The undergrad found crystals. After picking up his jaw, Dr. Klein handed the project to a postdoc in his lab, Tongqing Li, who spent five years optimizing the crystals, diffracting X-rays with them using the Institute’s X-ray facility, and using math to solve the structure. “All these glycines that we predicted to be disordered are in fact highly ordered,” said Dr. Klein. “Very highly ordered. That was the big structural surprise, completely unexpected—and the part that everyone had ignored turned out to contain ALK’s ‘switch.’”

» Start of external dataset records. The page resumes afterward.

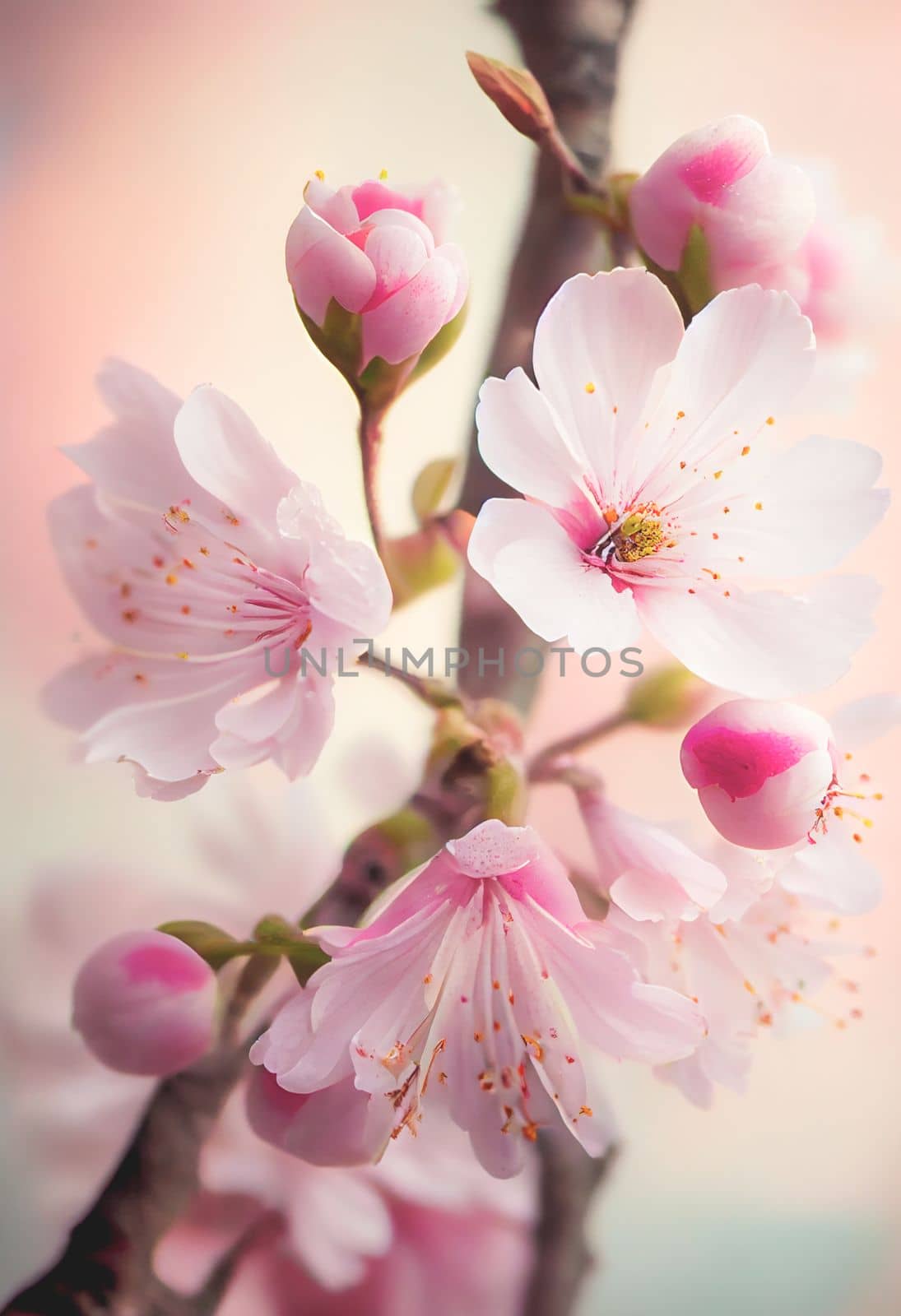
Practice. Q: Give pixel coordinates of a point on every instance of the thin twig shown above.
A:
(541, 767)
(370, 451)
(572, 46)
(432, 693)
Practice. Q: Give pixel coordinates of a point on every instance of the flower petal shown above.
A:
(764, 645)
(405, 324)
(834, 874)
(323, 265)
(743, 359)
(598, 346)
(227, 454)
(521, 441)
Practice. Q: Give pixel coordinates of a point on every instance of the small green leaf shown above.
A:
(276, 936)
(431, 487)
(694, 270)
(211, 943)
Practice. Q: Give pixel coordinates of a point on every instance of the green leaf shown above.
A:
(431, 487)
(276, 936)
(694, 270)
(211, 943)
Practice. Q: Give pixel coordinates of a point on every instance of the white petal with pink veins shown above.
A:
(524, 447)
(743, 359)
(169, 740)
(535, 566)
(346, 579)
(225, 453)
(598, 346)
(135, 456)
(864, 721)
(765, 645)
(834, 873)
(650, 873)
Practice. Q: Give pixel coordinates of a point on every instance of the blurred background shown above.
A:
(151, 158)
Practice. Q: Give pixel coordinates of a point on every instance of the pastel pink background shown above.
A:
(151, 158)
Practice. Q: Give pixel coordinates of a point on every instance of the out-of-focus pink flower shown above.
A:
(846, 278)
(145, 1003)
(480, 987)
(751, 207)
(653, 487)
(337, 1221)
(754, 962)
(383, 256)
(439, 1261)
(776, 776)
(212, 570)
(647, 872)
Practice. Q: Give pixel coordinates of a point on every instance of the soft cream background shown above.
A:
(151, 157)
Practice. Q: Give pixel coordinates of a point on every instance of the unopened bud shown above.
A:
(145, 1003)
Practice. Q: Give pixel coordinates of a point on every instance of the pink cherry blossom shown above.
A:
(846, 278)
(778, 776)
(145, 1003)
(383, 254)
(756, 961)
(74, 1116)
(212, 572)
(646, 870)
(653, 489)
(751, 206)
(478, 989)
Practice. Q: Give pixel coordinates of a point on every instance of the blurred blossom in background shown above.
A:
(151, 158)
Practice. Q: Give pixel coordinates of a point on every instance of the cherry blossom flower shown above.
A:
(74, 1116)
(646, 870)
(780, 778)
(212, 572)
(750, 206)
(755, 962)
(846, 280)
(653, 490)
(478, 987)
(383, 256)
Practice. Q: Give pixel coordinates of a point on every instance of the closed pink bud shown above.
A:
(762, 770)
(145, 1003)
(373, 274)
(751, 207)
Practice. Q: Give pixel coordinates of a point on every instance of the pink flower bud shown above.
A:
(751, 207)
(145, 1003)
(762, 770)
(373, 274)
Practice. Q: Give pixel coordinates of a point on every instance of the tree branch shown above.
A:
(572, 46)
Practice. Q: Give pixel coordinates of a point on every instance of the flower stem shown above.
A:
(541, 767)
(370, 447)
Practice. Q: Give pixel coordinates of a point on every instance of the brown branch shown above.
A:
(572, 46)
(541, 767)
(109, 1252)
(568, 1182)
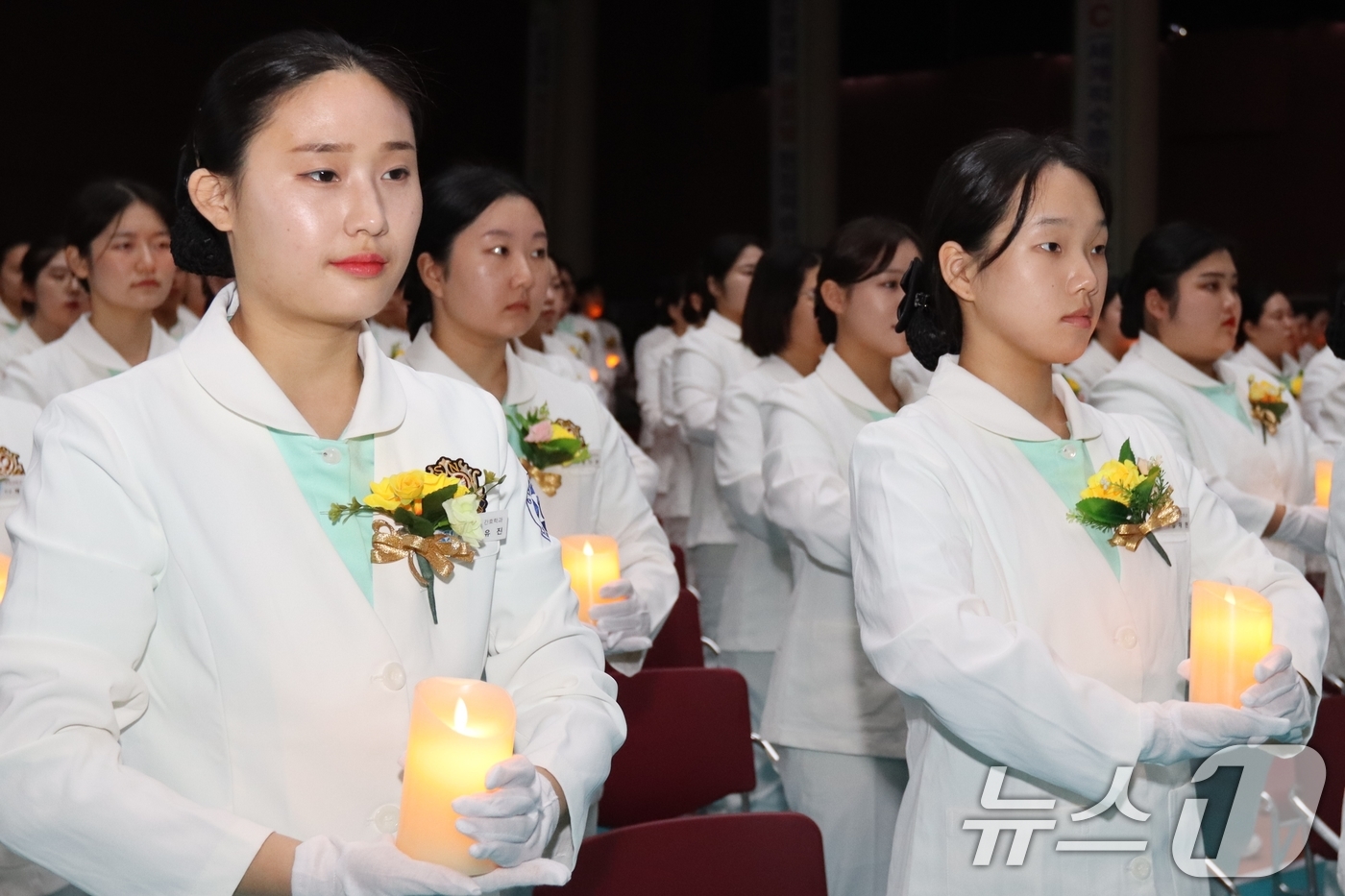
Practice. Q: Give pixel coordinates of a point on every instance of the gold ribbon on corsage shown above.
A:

With the structure now visible, the scientists could see how ALK works. “We have the structure and the blueprint, and we know how ALK is activated,” explained Dr. Klein, “so we want to make designer antibodies and have them inhibit ALK exactly the way we want to. We already have some potential candidates.” Eventually he expects this approach to be used against pediatric neuroblastoma.
A recent Nature paper from the labs of Drs. Lemmon and Ferguson answers a question that has long puzzled researchers: why is it that many lung cancer patients with epidermal growth factor receptor (EGFR) mutations respond well to EGFR inhibitors, yet these drugs don’t work at all on glioblastomas with mutations in the same molecule?
Their teams found that the EGFR mutations seen in glioblastomas change the way EGFR signals, rather than simply activating the receptor. EGFR can normally respond differently to its seven distinct ligands. “Remarkably, with the mutations seen in glioblastoma, EGFR can no longer tell which ligand it has been activated by,” said Dr. Lemmon. “So, we don’t think these mutations drive the cancer per se, but increase the likelihood of it forming by changing the distribution of cell types. That may be why EGF receptor inhibitors don’t help—EGFR’s role in cancer development may be long past by the time the tumor is seen.” Someday, he added, it might be possible to correct these early signaling defects with an antibody-type drug and head off the formation of glioblastoma or other cancers where similar mutations are seen.
Dr. Liu does breakthrough research in mass spectrometry and proteomics. Using proteomics and an Orbitrap Fusion Lumos, the fastest mass spectrometer available, he can define the protein components of the cell, how they change with time, and how they are chemically modified —all with remarkable precision. This gives unprecedented detail on the cell’s biochemistry, which is vital for cancer research and future therapeutic design.
One clear indication of his essential expertise is that he is the only member of the YCBI in collaborative projects with everyone in the institute. He is working with Drs. Lemmon and Ferguson to understand signal related phosphorylation in EGFR. He is working with Dr. Kabeche to identify important phosphorylation sites related to the cell cycle, and with Dr. Alarcón to identify protein phosphorylation events important in controlling RNA modification. He and Dr. Muzumdar are looking at changes in the proteome caused by KRAS mutations in a pancreatic cell line. He is also working with Dr. Klein to better understand protein structures.
“I have a strong independent research program, and exciting questions in proteomics that my lab is answering,” said Dr. Liu. “But I’m also so happy to embrace the collaborative effort and to do science together with other PIs [principal investigators] because of our mutual scientific interests.”
“We’re a group of basic scientists and physician-scientists,” said Dr. Lemmon, “who are studying the fundamentals of biology with more than half an eye on the clinical applications—so we can understand how to fix it when it has gone wrong in cancer. That sums up the vision and the core mission of the Institute.”